PayPal is being investigated by Germany’s competition regulator, the Federal Cartel Office, over alleged unfair business practices. including additional charges and a requirement that merchants don’t offer goods or services at a lower price to customers opting for a cheaper payment processing company.
The watchdog says the action is in response to concerns raised over the strict terms and conditions placed on merchants wishing to use PayPal as a payment processor. It alleges that the company may have obstructed competition by restricting merchant choices.
Head of the Cartel Office, Andreas Mundt, said in a statement that it will investigate “what extent online retailers are dependent on offering PayPal as a payment method“. This will allow it to determine how big of an issue the requirement to sell at the same price actually presents in terms of competition regulation.
“If businesses are prevented from taking into account the costs of payment methods, new payment methods can fair worse in price and quality competition or not even get into the market,” said Mundt.
In addition to concerns over PayPal limiting choice when it comes to price related to payment processing, the regulator is also investigating other aspects of PayPal’s terms and conditions. This includes a rule that businesses are not allowed to make alternative payment methods more convenient than PayPal, which Mundt says “could restrict competition and constitute a violation of the prohibition of abuse”.
PayPal is the most popular method of making payments online in Germany, favoured by 57% of those who answered an online payments survey carried out by the Institute for Banking Innovation at the University of Regensburg in 2020.
PayPal and the Digital Markets Act
PayPal hasn’t commented on the investigation which comes after the Cartel Office was given more power by the 2021 German antitrust law. It allows it to identify and prohibit any anti-competitive activities if the company involved has a dominant market position. It already has action pending against Amazon, Apple, Facebook and Google, and plans to further extend its probes into Amazon in relation to third-party sellers.

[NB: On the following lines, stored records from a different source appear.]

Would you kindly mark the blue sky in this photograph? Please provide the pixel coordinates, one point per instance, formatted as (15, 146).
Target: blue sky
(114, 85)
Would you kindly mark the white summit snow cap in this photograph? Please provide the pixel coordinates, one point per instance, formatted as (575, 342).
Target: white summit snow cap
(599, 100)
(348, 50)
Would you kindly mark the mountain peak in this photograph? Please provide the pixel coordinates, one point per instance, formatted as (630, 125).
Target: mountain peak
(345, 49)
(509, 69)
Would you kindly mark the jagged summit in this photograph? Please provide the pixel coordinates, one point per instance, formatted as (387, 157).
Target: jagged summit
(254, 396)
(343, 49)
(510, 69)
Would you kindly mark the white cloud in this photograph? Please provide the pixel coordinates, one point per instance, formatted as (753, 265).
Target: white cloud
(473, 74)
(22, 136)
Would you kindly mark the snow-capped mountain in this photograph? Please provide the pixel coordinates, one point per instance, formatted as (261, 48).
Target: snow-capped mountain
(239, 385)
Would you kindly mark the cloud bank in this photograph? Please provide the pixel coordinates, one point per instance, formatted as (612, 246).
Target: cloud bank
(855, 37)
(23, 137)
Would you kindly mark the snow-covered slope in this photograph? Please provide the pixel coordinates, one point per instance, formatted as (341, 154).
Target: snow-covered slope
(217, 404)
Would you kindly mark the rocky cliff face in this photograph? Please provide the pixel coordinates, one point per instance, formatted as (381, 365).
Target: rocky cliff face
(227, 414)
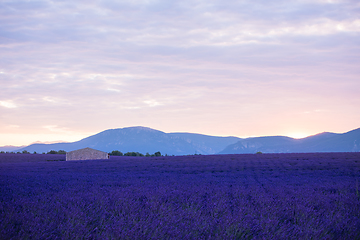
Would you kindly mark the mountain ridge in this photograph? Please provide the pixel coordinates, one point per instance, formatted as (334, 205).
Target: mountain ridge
(143, 139)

Big Tech companies dominant in their space could face further investigations later this year after the new EU Digital Markets Act comes into force in May as it allows regulators to impose stricter anti-monopolistic rules on dominant companies.
The Act is expected to force tech giants including Google, Meta, Apple and Amazon to change how they integrate their digital services and handle customer data.
“Large gatekeeper platforms have prevented businesses and consumers from the benefits of competitive digital markets,” said competition commissioner Margrethe Vestager. “The gatekeepers will now have to comply with a well-defined set of obligations and prohibitions. This regulation, together with strong competition law enforcement, will bring fairer conditions to consumers and businesses for many digital services across the EU.”
The UK government is also working on giving its own Digital Markets Unit more power in the future, allowing it to tackle the dominance of Big Tech companies in a similar way to the Digital Markets Act in Europe.